Surat tersebut kemudian digunakan untuk mendapatkan barcode MyPertamina, yang dikumpulkan dan dipakai untuk membeli solar subsidi dalam jumlah besar.
Setelah dikumpulkan di sebuah gudang, BBM tersebut dijual kembali dengan harga lebih mahal dibandingkan harga subsidi. Modus ini telah berlangsung selama satu tahun.
Harga subsidi per liter Rp6.800, namun mereka menjualnya Rp8.600 per liter," ungkap Brigjen Nunung.
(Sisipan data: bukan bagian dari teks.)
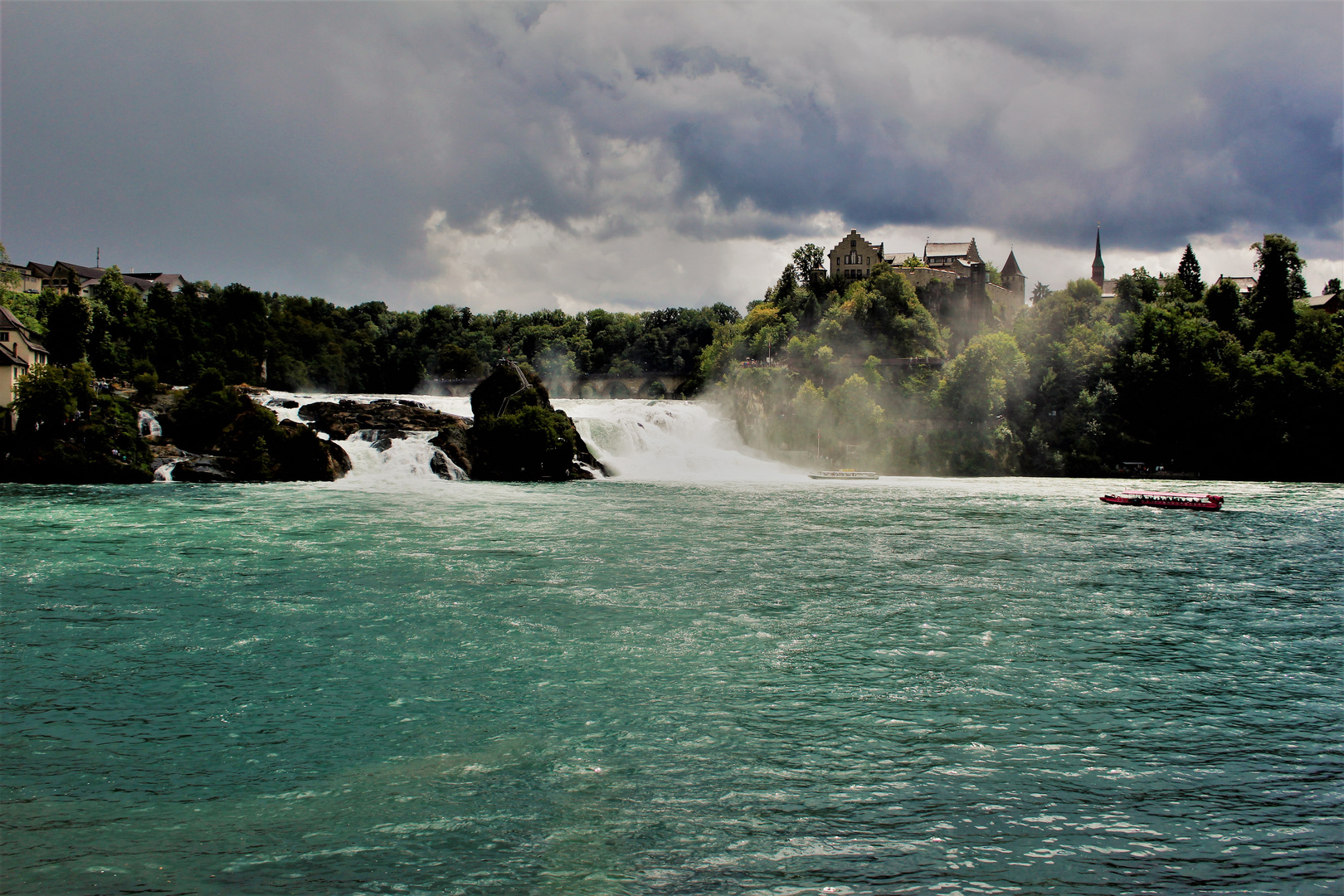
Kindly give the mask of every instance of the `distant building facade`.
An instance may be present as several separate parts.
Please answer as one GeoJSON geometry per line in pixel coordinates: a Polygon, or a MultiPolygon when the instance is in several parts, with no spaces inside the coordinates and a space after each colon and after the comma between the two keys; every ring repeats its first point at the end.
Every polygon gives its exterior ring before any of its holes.
{"type": "Polygon", "coordinates": [[[883,243],[872,244],[864,239],[857,230],[851,230],[849,235],[836,243],[836,247],[827,253],[831,262],[831,277],[836,279],[863,279],[872,273],[872,266],[886,258],[883,243]]]}
{"type": "Polygon", "coordinates": [[[851,230],[827,253],[827,258],[833,279],[863,279],[879,262],[886,262],[899,267],[915,289],[939,283],[938,294],[956,306],[954,316],[964,318],[972,329],[993,317],[996,306],[1011,321],[1027,305],[1027,277],[1017,265],[1017,257],[1008,253],[1000,271],[1003,285],[992,283],[974,238],[953,243],[929,240],[923,254],[917,257],[914,253],[887,251],[884,243],[872,243],[857,230],[851,230]],[[919,267],[905,266],[915,258],[922,262],[919,267]]]}
{"type": "MultiPolygon", "coordinates": [[[[71,262],[56,262],[55,265],[39,265],[38,262],[28,262],[22,266],[5,265],[5,270],[19,274],[22,278],[19,289],[24,293],[40,293],[44,289],[54,289],[58,293],[78,293],[79,296],[90,296],[93,287],[108,273],[106,267],[85,267],[83,265],[74,265],[71,262]]],[[[140,274],[122,271],[121,279],[141,296],[148,293],[155,283],[163,283],[168,287],[169,293],[180,292],[188,283],[187,278],[181,274],[164,274],[163,271],[140,274]]]]}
Akibat perbuatan para tersangka, negara mengalami kerugian hingga Rp4,4 miliar.
Para pelaku dijerat dengan Pasal 40 angka 9 Undang-Undang Nomor 6 Tahun 2023 tentang Cipta Kerja, serta Pasal 55 Undang-Undang Nomor 22 Tahun 2001 tentang Minyak dan Gas Bumi.
Mereka terancam hukuman maksimal enam tahun penjara dan denda hingga Rp60 miliar.
Kami mengimbau masyarakat untuk melaporkan jika menemukan indikasi penyalahgunaan BBM subsidi agar praktik ilegal ini bisa segera ditindak," tutup Nunung.